When it comes to mastering accounts receivable management, you will get a crucial perspective on earning steady revenue and ensuring the efficient cash flow for your business purposes.
At the same time, efficient processes will lead to timely payments and better client relationships due to high liquidity. On the other hand, you should remember that neglecting AR management can lead to wasting resources, lost revenue, accounting mistakes and bad cash flow.
That is why you should stay with us to learn a few things on How an Increase in Accounts Receivable Affects Cash Flow, which will help you throughout the process. Let us start from the beginning.
Things to Know About Accounts Receivable Management
It is important to remember that account receivable is any money that your client owes to your business.
We are talking about implementation of various processes and system that will help you track the money you are owed by others including billing and invoicing, communication with clients, payment processing, internal communication and processes, credit policies and collection processes.
As you can see the account receivable staff will work closely with finance and sales team, meaning they will responsible for recording transactions, collecting revenue, resolving discrepancies, verifying payments and dealing with accounts by following certain factors.
The primary idea of effective account receivable management is to optimize your payments, billing and collection processes with an idea to reduce the time required for getting paid and eliminate the risk of bad debt that may happen to numerous businesses across the globe.
Another important consideration is that receivable management features creating following practices and standards for your business that will facilitate efficient payment and billing for your clients.
You should click here to learn more about account receivable management. We are talking about getting paid on time and avoiding late payments, which is a common situation that happens to most businesses.
Tips for Improving Account Receivable Management
After understanding the definition and perspective, the next step is understanding the tips that will help you improve overall management and make relevant collection efficient and effortless in the long run.
1. Online Payments and Electronic Billing System
You should remember that snail-mail billing and paper-based options such as checks are outdated and inefficient. They are simple to lose and generally time-consuming to track throughout the process. Instead, we recommend you to switch to an electronic invoicing system that will track pending payments and let clients make online payment.

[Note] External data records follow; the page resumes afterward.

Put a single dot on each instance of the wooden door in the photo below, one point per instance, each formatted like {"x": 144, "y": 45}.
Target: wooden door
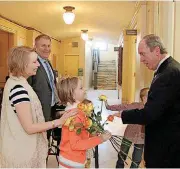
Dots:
{"x": 120, "y": 57}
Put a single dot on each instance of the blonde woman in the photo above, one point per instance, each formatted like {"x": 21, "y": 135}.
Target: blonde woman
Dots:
{"x": 23, "y": 141}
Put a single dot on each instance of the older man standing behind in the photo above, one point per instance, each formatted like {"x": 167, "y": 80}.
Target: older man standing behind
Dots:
{"x": 161, "y": 114}
{"x": 44, "y": 81}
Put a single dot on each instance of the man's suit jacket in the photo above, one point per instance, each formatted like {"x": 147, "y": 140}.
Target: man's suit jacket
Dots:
{"x": 161, "y": 117}
{"x": 41, "y": 85}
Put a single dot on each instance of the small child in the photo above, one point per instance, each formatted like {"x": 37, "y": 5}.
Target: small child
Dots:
{"x": 89, "y": 152}
{"x": 74, "y": 145}
{"x": 133, "y": 134}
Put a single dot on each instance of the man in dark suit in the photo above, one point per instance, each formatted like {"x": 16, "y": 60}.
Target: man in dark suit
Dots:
{"x": 44, "y": 81}
{"x": 161, "y": 114}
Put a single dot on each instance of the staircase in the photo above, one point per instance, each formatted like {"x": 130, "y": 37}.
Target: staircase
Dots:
{"x": 106, "y": 75}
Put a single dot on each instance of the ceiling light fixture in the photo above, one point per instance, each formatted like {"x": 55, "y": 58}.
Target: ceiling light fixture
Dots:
{"x": 84, "y": 35}
{"x": 68, "y": 15}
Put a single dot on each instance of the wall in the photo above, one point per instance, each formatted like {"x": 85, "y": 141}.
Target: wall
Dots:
{"x": 88, "y": 66}
{"x": 177, "y": 32}
{"x": 20, "y": 33}
{"x": 110, "y": 54}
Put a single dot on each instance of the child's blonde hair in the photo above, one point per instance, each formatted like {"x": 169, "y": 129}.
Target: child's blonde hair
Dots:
{"x": 66, "y": 89}
{"x": 144, "y": 92}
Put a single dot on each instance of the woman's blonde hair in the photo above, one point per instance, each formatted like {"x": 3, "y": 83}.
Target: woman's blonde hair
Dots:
{"x": 66, "y": 89}
{"x": 144, "y": 92}
{"x": 18, "y": 60}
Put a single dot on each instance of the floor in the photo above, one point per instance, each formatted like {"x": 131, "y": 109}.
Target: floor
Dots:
{"x": 107, "y": 154}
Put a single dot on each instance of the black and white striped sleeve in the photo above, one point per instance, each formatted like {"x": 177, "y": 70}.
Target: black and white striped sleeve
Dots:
{"x": 18, "y": 95}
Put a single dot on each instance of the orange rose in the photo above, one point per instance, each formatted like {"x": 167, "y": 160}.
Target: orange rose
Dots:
{"x": 110, "y": 118}
{"x": 102, "y": 98}
{"x": 81, "y": 106}
{"x": 88, "y": 123}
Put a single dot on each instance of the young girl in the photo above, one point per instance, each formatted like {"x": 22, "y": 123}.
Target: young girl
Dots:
{"x": 74, "y": 145}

By integrating payments and billing, you will automate the record-keeping processes, which will provide you a peace of mind and decrease the chances for human error. We recommend you to use invoicing software that already features integrated payment processing, so clients can click from their bill to initiate payment as soon as possible.
At the same time, the system will automatically record payment for you in form of cash application, which is vital to remember. This is also important factor for systematic and customized follow-up, especially in case of late payments. Your business can stay on top regarding collecting payments, while communications will be tailored to each customer.
2. Use Proper KPIs
If you wish to ensure that your accounts receivable processes are properly functioning, we recommend you to keep track of AR performance metrics, which are important along the way.
- DSO or Days Sales Outstanding – You should know that this particular metric will help you optimize your process with an idea to reach the desired reduction. We are talking about the average amount of time you need to collect a specific payment. The best course of action is keeping it below thirty days.
- ADD or Average Days Delinquent – Another important consideration is determining the average client payments and when they are reaching a specific overdue. It is another number you wish to keep as low as possible. The moment it rises, you should check out various processes to determine whether billing is smooth and staffed to deal with collections.
- Account Receivable Turnover Ratio – This particular number will show how quickly you are collecting revenue from clients and turning it into cash. At the same time, it will indicate the cash flow that you are using. We recommend you to keep it low, because a high ratio means that you have lots of open accounts with uncollected revenue. Instead, you should revisit and deal with various processes to ensure their smoothness.
Check out this guide: https://fiscal.treasury.gov/crs/ to learn more about account receivable.
- CEI or Collection Effectiveness Index – You should know that the percentage of accounts that you decide to turn over or collect revenue on depends on this index. The main idea is to keep it close to a hundred, which is an indication that you are collecting payment from all clients that you have.
- Revised Invoices – We recommend you to avoid the requirement for revising customer invoices throughout the process. In case you can see a rise in your number of revised invoices for a certain period, you should check out billing policies and consider staffing requirements to avoid errors that delay payment and boost efficiency.